Der Nachrichtendienst des Bundes (NDB) hat gerade einen unheimlichen Lauf. Ende letzter Woche machte die NZZ publik, dass er personell stark aufgerüstet wird. Die operationelle Aufrüstung ist schon länger vollzogen: Das neue Nachrichtendienstgesetz, das seit zwei Jahren in Kraft ist, erlaubt es dem Geheimdienst, Telefone abzuhören, E-Mails mitzulesen, Wohnungen zu verwanzen und mithilfe von Trojanern in fremde Computer einzudringen. Mit der Kabelaufklärung, der systematischen Durchsuchung sämtlicher Internetkommunikation, die über das Ausland geht, steht dem NDB gar ein Instrument der Massenüberwachung zur Verfügung.

Die Aufrüstung ist geschickt begleitet worden: Mantraartig beklagten sich hohe Geheimdienstbeamte in den letzten Jahren öffentlich über fehlende Ressourcen angesichts der islamistischen Terrorgefahr. Und nach dem eher blassen Verwalter Markus Seiler steht dem Geheimdienst seit April 2018 ein forscher Militärkopf vor: Jean-Philippe Gaudin ist fest entschlossen, den NDB noch schlagkräftiger zu machen.

Gaudins Wunsch steht nichts mehr im Weg.
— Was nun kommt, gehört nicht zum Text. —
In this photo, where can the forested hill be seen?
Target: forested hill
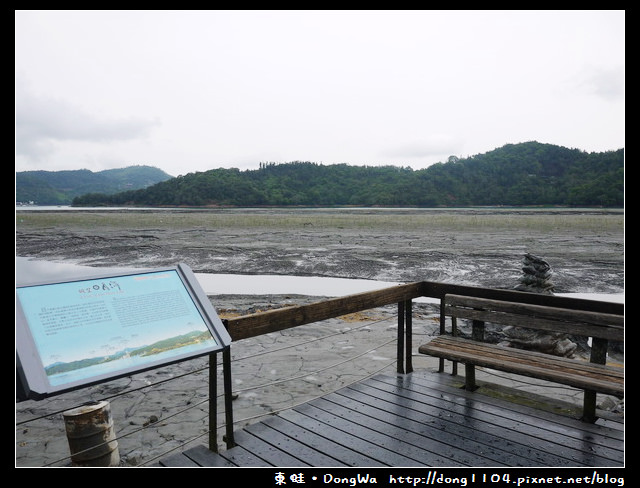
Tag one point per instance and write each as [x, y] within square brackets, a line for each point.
[529, 173]
[61, 187]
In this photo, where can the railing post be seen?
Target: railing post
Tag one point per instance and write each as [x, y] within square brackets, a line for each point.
[409, 337]
[213, 402]
[400, 350]
[228, 396]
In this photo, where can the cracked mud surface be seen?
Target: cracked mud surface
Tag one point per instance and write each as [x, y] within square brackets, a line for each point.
[471, 247]
[479, 247]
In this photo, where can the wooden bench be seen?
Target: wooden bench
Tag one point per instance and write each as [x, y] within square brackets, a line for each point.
[593, 376]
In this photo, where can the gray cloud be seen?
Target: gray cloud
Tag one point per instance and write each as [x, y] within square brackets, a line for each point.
[607, 83]
[430, 146]
[41, 122]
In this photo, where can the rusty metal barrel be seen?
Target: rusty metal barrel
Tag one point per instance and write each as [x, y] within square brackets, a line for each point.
[91, 436]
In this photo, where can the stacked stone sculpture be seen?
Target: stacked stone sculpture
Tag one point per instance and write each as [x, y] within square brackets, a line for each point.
[536, 275]
[536, 279]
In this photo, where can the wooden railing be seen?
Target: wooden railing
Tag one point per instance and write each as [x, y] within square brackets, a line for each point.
[260, 323]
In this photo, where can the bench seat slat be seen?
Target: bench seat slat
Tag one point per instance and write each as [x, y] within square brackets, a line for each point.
[571, 372]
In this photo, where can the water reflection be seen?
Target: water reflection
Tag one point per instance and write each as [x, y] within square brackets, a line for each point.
[29, 271]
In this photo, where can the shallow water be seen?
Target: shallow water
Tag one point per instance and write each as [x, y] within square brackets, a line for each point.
[31, 271]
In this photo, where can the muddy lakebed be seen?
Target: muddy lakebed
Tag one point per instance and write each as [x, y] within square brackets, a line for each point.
[477, 247]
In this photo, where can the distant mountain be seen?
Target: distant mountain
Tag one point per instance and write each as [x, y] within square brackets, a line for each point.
[525, 174]
[61, 187]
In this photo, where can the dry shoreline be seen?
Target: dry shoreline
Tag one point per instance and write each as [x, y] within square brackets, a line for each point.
[407, 246]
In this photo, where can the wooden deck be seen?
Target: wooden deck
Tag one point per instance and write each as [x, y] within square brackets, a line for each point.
[418, 419]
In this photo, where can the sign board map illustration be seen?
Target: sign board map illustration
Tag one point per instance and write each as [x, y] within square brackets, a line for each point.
[81, 332]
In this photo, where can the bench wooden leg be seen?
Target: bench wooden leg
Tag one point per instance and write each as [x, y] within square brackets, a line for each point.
[470, 377]
[589, 407]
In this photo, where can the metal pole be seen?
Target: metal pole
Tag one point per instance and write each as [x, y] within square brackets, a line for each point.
[400, 353]
[228, 396]
[408, 334]
[213, 402]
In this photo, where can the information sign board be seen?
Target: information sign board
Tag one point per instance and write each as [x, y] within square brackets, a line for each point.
[73, 334]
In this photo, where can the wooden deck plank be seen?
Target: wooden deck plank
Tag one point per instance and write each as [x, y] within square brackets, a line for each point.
[289, 442]
[520, 417]
[515, 425]
[420, 419]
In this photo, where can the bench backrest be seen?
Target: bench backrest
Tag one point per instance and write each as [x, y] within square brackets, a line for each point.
[574, 322]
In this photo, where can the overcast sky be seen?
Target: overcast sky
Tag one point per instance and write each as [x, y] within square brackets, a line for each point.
[190, 91]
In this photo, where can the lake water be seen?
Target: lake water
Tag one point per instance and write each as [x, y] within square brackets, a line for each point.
[30, 271]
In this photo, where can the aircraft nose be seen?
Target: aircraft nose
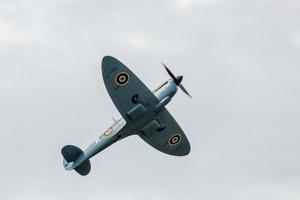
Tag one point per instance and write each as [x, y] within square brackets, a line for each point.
[178, 79]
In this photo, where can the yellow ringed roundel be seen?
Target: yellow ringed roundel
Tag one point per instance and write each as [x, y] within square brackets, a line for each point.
[122, 78]
[175, 139]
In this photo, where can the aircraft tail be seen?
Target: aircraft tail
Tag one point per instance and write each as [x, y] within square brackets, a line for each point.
[71, 154]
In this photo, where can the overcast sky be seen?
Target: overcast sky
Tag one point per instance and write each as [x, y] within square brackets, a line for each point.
[240, 61]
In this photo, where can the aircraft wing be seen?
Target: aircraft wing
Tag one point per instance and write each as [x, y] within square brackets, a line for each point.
[129, 94]
[165, 135]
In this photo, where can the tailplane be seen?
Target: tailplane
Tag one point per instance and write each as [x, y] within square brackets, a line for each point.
[71, 154]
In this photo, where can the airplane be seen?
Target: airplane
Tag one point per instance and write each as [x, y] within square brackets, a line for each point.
[143, 113]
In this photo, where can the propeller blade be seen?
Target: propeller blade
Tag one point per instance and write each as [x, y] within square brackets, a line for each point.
[169, 72]
[185, 91]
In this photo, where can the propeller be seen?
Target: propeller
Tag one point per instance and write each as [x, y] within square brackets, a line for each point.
[177, 80]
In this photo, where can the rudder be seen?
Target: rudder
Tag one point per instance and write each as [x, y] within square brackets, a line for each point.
[71, 153]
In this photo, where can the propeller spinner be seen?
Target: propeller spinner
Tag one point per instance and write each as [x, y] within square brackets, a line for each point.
[177, 80]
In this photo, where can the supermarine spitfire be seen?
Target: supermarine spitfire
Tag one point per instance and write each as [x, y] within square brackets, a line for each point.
[143, 113]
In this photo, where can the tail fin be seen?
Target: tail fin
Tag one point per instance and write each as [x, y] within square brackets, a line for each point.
[71, 154]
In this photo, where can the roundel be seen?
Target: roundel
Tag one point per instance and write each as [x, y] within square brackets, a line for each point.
[108, 132]
[175, 139]
[122, 78]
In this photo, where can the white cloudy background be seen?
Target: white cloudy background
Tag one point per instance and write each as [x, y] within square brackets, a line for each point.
[240, 61]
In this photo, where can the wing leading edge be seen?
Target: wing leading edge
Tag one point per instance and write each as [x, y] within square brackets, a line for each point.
[165, 135]
[130, 95]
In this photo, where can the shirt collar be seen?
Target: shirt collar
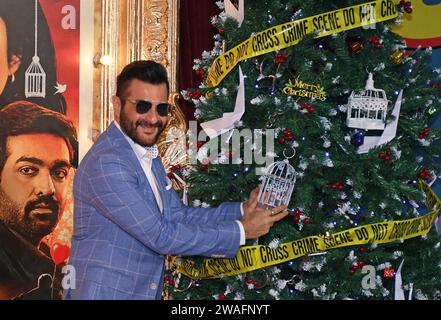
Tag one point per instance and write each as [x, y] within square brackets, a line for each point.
[140, 151]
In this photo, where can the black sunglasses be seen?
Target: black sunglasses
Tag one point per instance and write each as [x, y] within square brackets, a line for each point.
[143, 106]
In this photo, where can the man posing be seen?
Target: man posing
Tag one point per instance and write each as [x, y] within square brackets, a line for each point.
[126, 219]
[37, 149]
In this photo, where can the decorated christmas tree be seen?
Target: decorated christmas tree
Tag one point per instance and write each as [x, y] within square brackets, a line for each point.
[335, 96]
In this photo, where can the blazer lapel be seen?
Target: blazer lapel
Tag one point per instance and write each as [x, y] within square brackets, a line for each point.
[119, 141]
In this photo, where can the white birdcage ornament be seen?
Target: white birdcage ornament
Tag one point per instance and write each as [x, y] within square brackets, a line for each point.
[277, 185]
[35, 77]
[367, 109]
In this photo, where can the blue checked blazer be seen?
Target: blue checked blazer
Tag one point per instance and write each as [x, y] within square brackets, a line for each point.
[120, 236]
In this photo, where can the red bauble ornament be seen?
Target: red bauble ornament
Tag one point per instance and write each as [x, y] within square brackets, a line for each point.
[281, 58]
[337, 185]
[362, 249]
[388, 273]
[204, 166]
[200, 72]
[353, 269]
[199, 144]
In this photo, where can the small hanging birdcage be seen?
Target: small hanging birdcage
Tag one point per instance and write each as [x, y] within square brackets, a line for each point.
[35, 77]
[367, 109]
[277, 185]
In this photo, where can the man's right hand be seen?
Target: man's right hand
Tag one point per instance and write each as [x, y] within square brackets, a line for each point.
[259, 222]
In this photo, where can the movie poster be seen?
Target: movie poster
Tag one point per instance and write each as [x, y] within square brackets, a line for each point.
[39, 112]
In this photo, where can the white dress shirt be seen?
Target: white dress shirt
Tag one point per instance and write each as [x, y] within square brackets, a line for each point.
[145, 156]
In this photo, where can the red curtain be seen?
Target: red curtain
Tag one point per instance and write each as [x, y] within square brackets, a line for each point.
[196, 35]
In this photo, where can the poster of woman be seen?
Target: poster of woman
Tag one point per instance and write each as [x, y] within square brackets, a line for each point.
[39, 110]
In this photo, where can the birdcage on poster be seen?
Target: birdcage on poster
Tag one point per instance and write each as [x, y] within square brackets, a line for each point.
[367, 109]
[277, 185]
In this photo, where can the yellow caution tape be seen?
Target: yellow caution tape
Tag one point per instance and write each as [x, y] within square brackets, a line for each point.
[256, 257]
[291, 33]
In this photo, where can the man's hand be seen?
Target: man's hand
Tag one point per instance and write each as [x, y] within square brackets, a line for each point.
[258, 223]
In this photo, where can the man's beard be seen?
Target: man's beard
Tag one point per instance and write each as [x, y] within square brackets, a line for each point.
[130, 129]
[24, 222]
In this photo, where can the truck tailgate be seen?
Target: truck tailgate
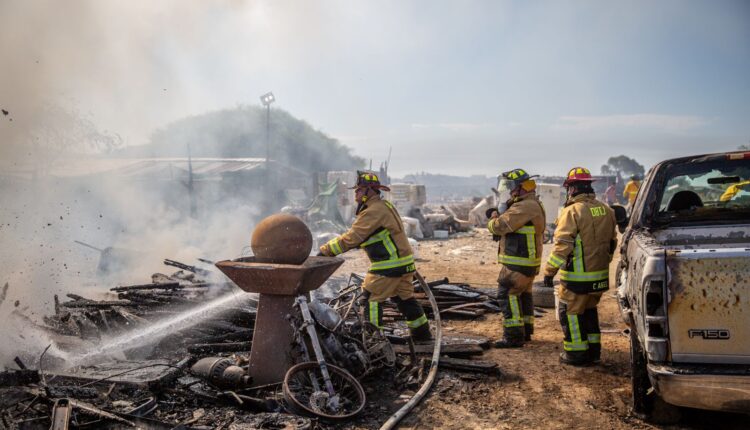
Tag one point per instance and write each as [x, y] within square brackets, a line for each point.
[709, 311]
Wie der Bundesrat letzte Woche per Grundsatzentscheid beschloss, soll der Personalbestand in den nächsten fünf Jahren massiv erhöht werden – allein beim NDB von 314 auf 414 Stellen. Hinzu kommt eine ebenso massive Erhöhung bei den Nachrichtendiensten der Kantone. Diese erhalten vom NDB bisher jährlich 12,4 Millionen Franken, was 124 Vollzeitstellen entspricht. Nun sollen zusätzlich jedes Jahr 5,6 Millionen Franken hinzukommen.

Der Geheimdienst wird 2025 annähernd doppelt so gross sein wie 2015, und er verfügt bereits heute über viel mehr Kompetenzen – er ist geradezu entfesselt. Die Medien stehen applaudierend Spalier. Statt zu fragen, was die Stellenexplosion – gerade auch auf kantonaler Ebene – rechtfertigt und ob sich an der Bedrohungslage etwas geändert hat, heftete sich der «Tages-Anzeiger» am letzten Wochenende an die Fersen eines russischen Eliteagenten und spielte selbst Geheimdienst.